Here are the pictures from our Christmas. So many I did not know what to choose from.
Both Kids got there own Dragons
Biggun got 3 total, (I need to get a picture of the handmade one Ms. D made.) Biggun got his updated wardrobe. His Aunt C. has gotten him about 10 dragon shirts 2 years in a row. Thanks Aunt C. We had to hide this from Baby Bear to get her to open other Christmas Presents. The ball moves on its own. Baby Bear chased it everywhere. Biggun got Moon Sand. What fun!!! We played it outside to keep the mess down. Baby Bear openign her stocking presents Baby Bear watching Biggun help her open her presents Look at Bigguns Tshirt. Perfect for Florida Christmas (This Is My Chistmas Sweater) I made Baby Bears dress. Took a t-shirt and added red material at the end. Here is the top Love this picture.
For more pictures from our Christmas check out the web page Strouse Family Life
Well I was going to post pictures of our Christmas. But for some reason there is not a box at the top of the the entry box. MMMmmm strange.

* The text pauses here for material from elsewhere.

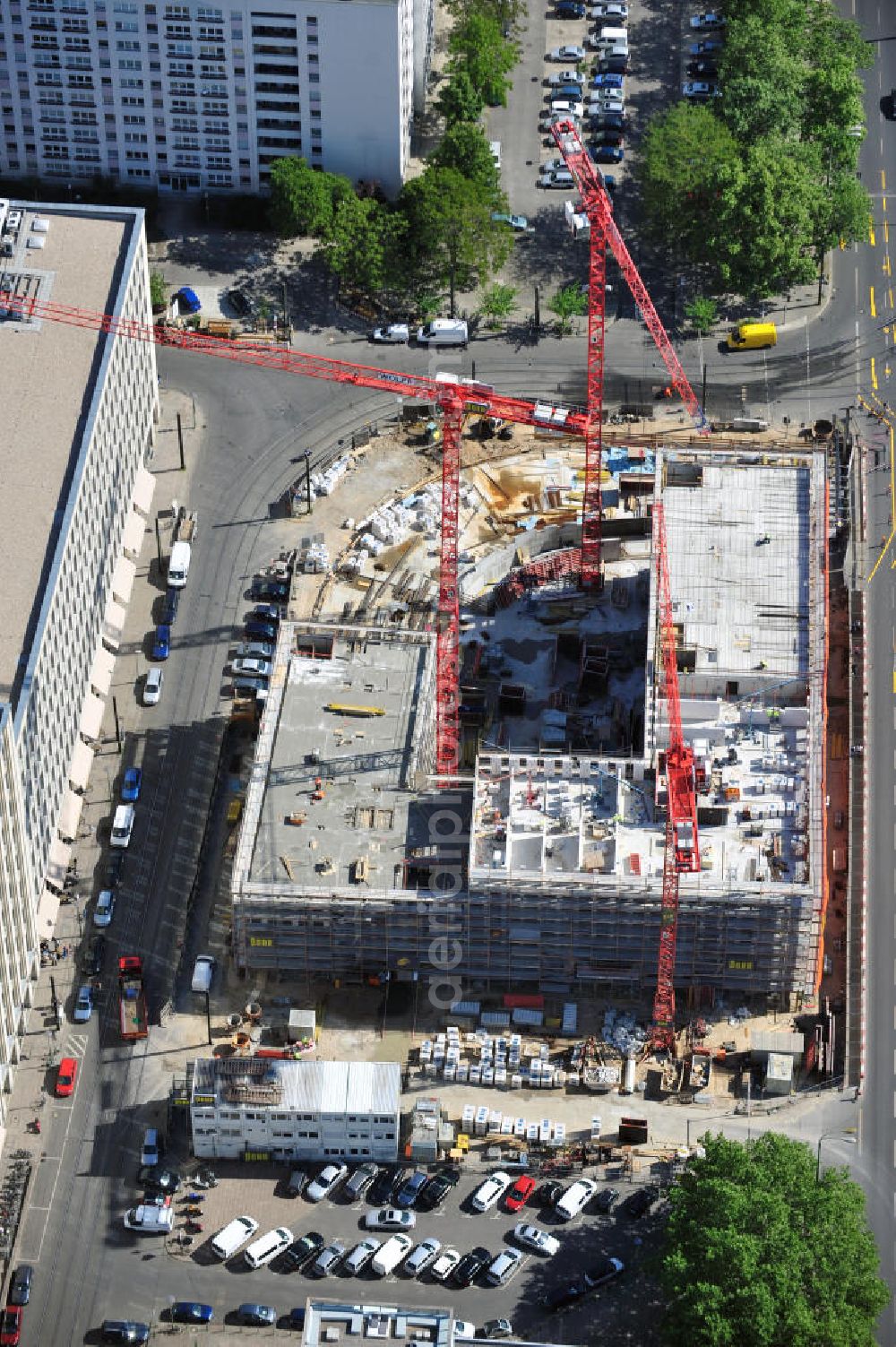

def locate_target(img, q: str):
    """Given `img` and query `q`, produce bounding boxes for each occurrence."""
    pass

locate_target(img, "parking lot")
[118,1164,656,1342]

I will just tell you about a few things. As most of you know we purchased a Big Rig back in Oct. Our accountant recommended we get a laptop before the end of the year. So we purchased a Mac. It has been really neat to learn on. We can use it for school work too. That is on reason I have not posted recently. I have been playing w/ the computer. I am waiting the Quickbooks program to come that I ordered from Amazon. Then I have to stop playing and actually start using it for work. (yuck)
One great thing it Mac checks your spelling. You don't have to worry about things being done wrong. Since I am a horrible speller this is a wonderful feature for me!!!!

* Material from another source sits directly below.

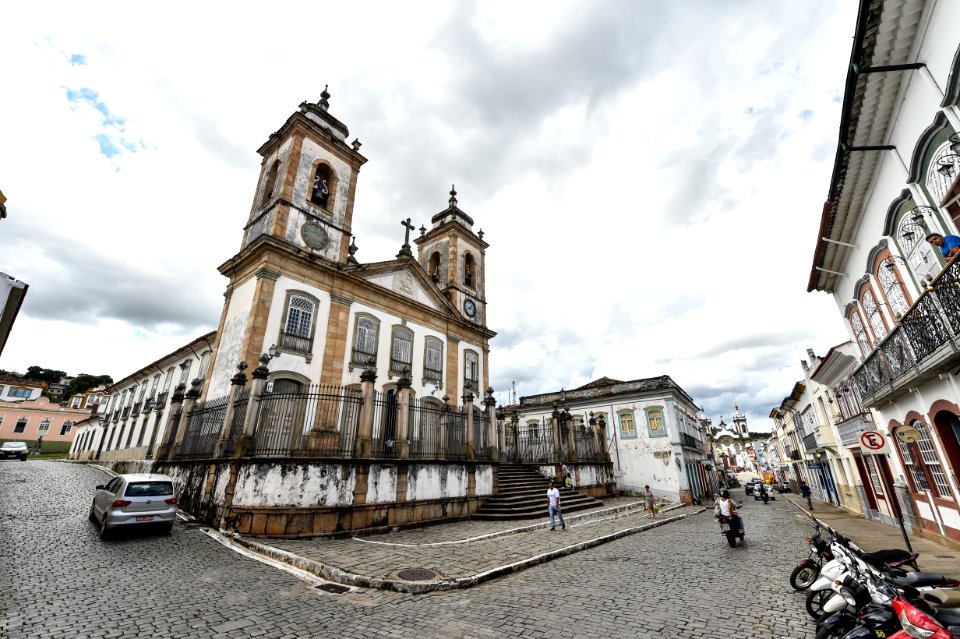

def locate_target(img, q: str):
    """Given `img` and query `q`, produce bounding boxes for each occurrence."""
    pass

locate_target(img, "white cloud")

If you want to see what I have been working on you can go to the mac website that I have for a trial basis.
http://web.mac.com/strousehouse93/Site/Welcome.html
There are pictures from our Christmas there that I was going to post here.
Hope everyone is having a great new year.
We take formal pictures at 6 weeks, 4 months, 6 months, 9 months, 12 months then every year till school starts then we move to school pictures. We did this w/ Biggun and we have done it w/ Baby Bear too.
Well at the 9 month pictures we had family pictures done too. I have been eyeing this picture layout that Olan Mills has. I got it for myself for Christmas. I had to take picture of it, so I don't know how well you will be able to see it. I will post two one w/ flash one w/o. So you can get the complete idea on how wonderful it turned out.
We had a "What God Wants for Christmas" Party today. I made one suger cookie of each part of the nativity for each child. That included Mary, Joseph, Jesus, Shepard, Wize Man and a star. We had 14 kids come. Every child had a blast decoating their cookies. They all shared supplies nicely.
Then they all sat on the floor while the adults took turns reading the story. While the youngest 7 had the boxes to open as we read about each part of the nativity. All the kids were on the edge of heir seat when they got to box 7 that was mentioned at the end of each page. They all wanted to see what God Wants For Christmas. When you open the last box there is a mirror in the box. Because God wants YOU for Christmas. All the kids took the box and looked at themselves in the box. It was very neat. After this we prayed and went back the table to eat ONE of the six cookies they decorated. (I had asked each person to bring a container to carry home extra cookies.)
I only got picture of the cookie decorating. If my friends who took pictures send them to me I will post more but we had a blast!!!!! MERRY CHRISTMAS!!!!